One school, Church Creek Elementary in growing Riverside, is already a year delayed, after resolving concerns about a possible toxic waste dump on that site and then changing contractors in midstream because of poor performance.
The school administration insisted last month that the second school, Emmorton Elementary in another burgeoning community, Abingdon, would open on time -- missing only library, gym, cafeteria, kitchen and so forth. And that barely credible statement came before the latest setback.
Both these schools may technically open Sept. 7, as bare-bones structures. But a skeptical public will remember that Harford school officials swore last August that Fallston Middle School would open on time. The same day, the state fire marshal barred its use for multiple safety violations; 900 students there missed more than two weeks of classes that will not be made up.
The builder of the two elementary schools, H.A. Harris Co. of Baltimore, has had problems before. It was penalized for late work on Bel Air's Ring Factory Elementary four years ago, where a faulty roof continues to leak. Harris was disqualified from the Fallston school bidding selection for fibbing about its minority subcontractor hiring claims.
The message should be abundantly clear to the Harford Board of Education that fundamental change is needed in overseeing the effective expenditure of tens of millions of dollars, not just minor tinkering with the evaluation process and stretching out timetables.
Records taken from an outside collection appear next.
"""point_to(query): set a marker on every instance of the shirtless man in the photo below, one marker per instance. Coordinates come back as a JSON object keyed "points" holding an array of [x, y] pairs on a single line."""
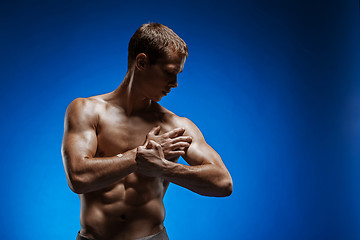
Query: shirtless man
{"points": [[120, 149]]}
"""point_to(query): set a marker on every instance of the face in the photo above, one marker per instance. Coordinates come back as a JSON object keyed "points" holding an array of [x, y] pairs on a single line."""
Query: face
{"points": [[159, 78]]}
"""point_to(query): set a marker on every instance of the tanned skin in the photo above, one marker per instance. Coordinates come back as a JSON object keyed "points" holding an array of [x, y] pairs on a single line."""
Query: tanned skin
{"points": [[122, 195]]}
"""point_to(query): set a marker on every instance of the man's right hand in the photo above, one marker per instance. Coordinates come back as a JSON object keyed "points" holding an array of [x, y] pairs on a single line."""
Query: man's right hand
{"points": [[173, 143]]}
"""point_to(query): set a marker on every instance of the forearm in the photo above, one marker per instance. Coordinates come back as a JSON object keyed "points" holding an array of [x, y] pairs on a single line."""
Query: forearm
{"points": [[207, 179], [96, 173]]}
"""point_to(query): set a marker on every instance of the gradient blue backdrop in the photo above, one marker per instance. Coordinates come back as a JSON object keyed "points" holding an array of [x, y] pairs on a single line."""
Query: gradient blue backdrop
{"points": [[273, 85]]}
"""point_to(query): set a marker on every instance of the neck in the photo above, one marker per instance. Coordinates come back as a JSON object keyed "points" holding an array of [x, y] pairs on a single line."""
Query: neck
{"points": [[128, 96]]}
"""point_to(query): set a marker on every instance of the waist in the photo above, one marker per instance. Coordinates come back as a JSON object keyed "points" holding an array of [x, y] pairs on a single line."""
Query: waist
{"points": [[119, 218]]}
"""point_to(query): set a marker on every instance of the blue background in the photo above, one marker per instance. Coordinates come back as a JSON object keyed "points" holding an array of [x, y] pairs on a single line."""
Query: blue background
{"points": [[273, 85]]}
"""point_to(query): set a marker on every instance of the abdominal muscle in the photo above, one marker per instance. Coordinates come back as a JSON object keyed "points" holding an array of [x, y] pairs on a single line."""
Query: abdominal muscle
{"points": [[130, 209]]}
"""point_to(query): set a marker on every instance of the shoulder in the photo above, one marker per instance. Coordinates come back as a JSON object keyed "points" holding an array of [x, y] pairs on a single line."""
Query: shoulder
{"points": [[182, 122]]}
The system needs to install a professional, experienced school construction manager, not educators, to closely monitor building projects. Qualified on-site consultants or project managers should be employed by the board to make certain that builders meet staged deadlines.
The disclaimer of board spokesman Donald R. Morrison that its project managers can't "crack the whip and make things happen" is a shameless bureaucratic alibi to parents and taxpayers. "It takes a miracle to open a school on time" in Harford County, he added. Fact is, two new Harford schools have opened on time in the last three years. The school construction program's real need is for qualified builders and managers, not miracle workers.